Surprised to see this critter in the Newtown Creek? We were too, but perhaps we shouldn’t have been; muskrats survive in sulfurous streams polluted by coal plants, where frogs and fish have been wiped out. These herbivores (they’ll only occasionally eat small amphibians, invertebrates, and shellfish) thrive in wetlands, but have found niches in more challenging areas disrupted by development. One benefit of muskrats is that they eat invasive phragmites reeds, which choke out native plants in fresh and brackish waters. The fate of muskrats (locally breeding or arriving) factored into a National Oceanic and Atmospheric Administration study on the possible scope of industrial damage to the Newtown Creek’s natural resources. No doubt many muskrats once inhabited this waterway, but not in living memory. A study for the Environmental Protection Agency done by HarborLAB sponsor AECOM posited that muskrats might use the creek:

“Birds are likely to be the principal aquatic-dependent wildlife species that occur in and around the Study Area, although some mammals such as muskrats may use the area. Members of various avian feeding guilds may, at one time or another, also be present in the Study Area.” — Remedial Investigation/Feasibility Study  Work Plan  Newtown Creek (AECOM Environment)

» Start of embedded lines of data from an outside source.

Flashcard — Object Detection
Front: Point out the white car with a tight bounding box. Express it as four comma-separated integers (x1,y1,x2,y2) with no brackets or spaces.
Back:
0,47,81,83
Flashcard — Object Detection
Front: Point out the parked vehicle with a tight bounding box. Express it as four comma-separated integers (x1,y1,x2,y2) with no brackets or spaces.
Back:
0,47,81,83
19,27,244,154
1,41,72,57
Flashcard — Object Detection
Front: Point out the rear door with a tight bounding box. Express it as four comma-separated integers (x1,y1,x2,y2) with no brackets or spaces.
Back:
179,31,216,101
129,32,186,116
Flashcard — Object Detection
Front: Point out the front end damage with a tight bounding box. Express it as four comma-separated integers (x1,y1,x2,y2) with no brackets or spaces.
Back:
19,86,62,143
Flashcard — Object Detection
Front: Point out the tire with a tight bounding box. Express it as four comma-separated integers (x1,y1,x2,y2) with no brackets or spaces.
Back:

This muskrat might be living in a burrow dug into the soft slope where the bulkhead has disintegrated on the Queens side of the Newtown Creek. Muskrats are usually nocturnal or crepuscular, so they’re not easy to spot. We have few muskrat predators here, though these rodents (especially their young) might still find themselves on the menu for cats, raptors, some large fish, and turtles.

Muskrats prefer slow-moving waterways, but can transit on swifter courses like the East River. They aren’t likely to drown in strong currents because they can hold their breath for up to 17 minutes!

We’re not sure what this neighbor was up to. It swam against a mild but burgeoning flood tidal current, using its distinctive vertically-flat tail as a flagellum to propel it toward the white sun trail of late afternoon. Its partially webbed hind feet are a secondary means of swimming. What we do know is that it looked so serious about its agenda, which made it look even more painfully cute.

“It’s serious stuff, being an urban muskrat,” remarked Waxman. 

It may have been seeking new territory, for mating advantage or because it belonged to a population that had consumed its food sources. Muskrat populations often boom and bust with available edible plants. Sadly, most muskrats don’t live more than a year.

Where we are, toward the Newtown Creek mouth, water quality is better than inland reaches. This is because ocean water flowing through the East River strait swirls into the creek west of the Pulaski Bridge. Dissolved oxygen levels are higher than the creek average, allowing for more fish and invertebrates and therefore a heartier ecosystem. Also, we’ve had a dry spell, so pipes combining storm water with household sewage haven’t overflowed into the creek recently. That said, however, the sediment pollutants that warrant U.S. Environmental Protection Agency Superfund designation remain a carcinogenic hazard for mammals feeding in the creek or having repeated exposure. Muskrats have been shown to concentrate, or bioaccumulate, metals in their tissues.

As for protecting the human mammal, HarborLAB uses canoes on the creek to reduce water contact greatly. Our sit-on-top kayaks are exclusively for harbor voyages. We never have children paddle from the Newtown Creek site or contaminated nearby sites like Anable Basin and Hallets Cove. We make the effort to host children’s paddling in cleaner regional waters, while advocating for local cleanups.

HarborLAB hopes this little guy finds a healthier habitat to call home soon. But for one afternoon, we enjoyed “Muskrat Love.”